Currently hydrogen is stored on board a vehicle under 5,000 to 10,000 psi pressure. However, these storage systems are not efficient from a volumetric point of view. For example, the storage density of hydrogen gas at 10,000 psi is only 0.035 g/cm3, which is approximately half the storage density of liquid hydrogen at the 20K boiling point of hydrogen. Despite the higher storage density, liquid hydrogen is an undesirable storage form due to hydrogen liquefaction storage loss and short lived dormancy at 20K due to boil off.
Complex metal hydrides, such as alanates (e.g., LiAlH4, NaAlH4 and KAlH4) and borohydrides (e.g., LiBH4, NaBH4 and KBH4), show promise as materials for solid state storage of hydrogen. For example, the theoretical hydrogen volumetric storage density in lithium borohydride (LiBH4) is approximately 0.12 g/cm3, more than three times the density of gaseous hydrogen at 10,000 psi.

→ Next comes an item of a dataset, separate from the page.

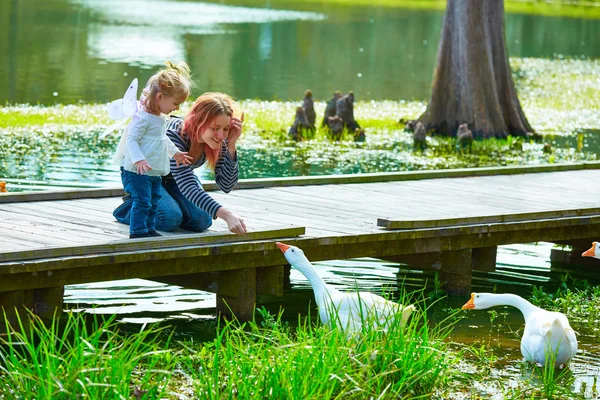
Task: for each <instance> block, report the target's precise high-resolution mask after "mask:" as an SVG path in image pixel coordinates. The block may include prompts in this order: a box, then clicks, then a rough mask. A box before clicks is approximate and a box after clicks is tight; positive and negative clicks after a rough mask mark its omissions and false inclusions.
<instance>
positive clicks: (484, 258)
mask: <svg viewBox="0 0 600 400" xmlns="http://www.w3.org/2000/svg"><path fill="white" fill-rule="evenodd" d="M497 255H498V246H492V247H480V248H475V249H473V254H472V257H473V269H476V270H477V271H483V272H494V271H496V256H497Z"/></svg>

However, many complex metal hydrides are unsuitable for hydrogen storage applications. For example, Al(BH4)3 is an unstable compound, and its vapor ignites spontaneously on exposure to air containing only traces of moisture.
A great deal of research is currently underway with other complex hydride compounds and materials to determine the most efficient and useful hydrogen storage material.
There is a need for solid state hydrogen storage materials having improved chemical stability, stable hydrogen capacity with cycling, and enhanced kinetics compatible with automotive and other portable power source requirements.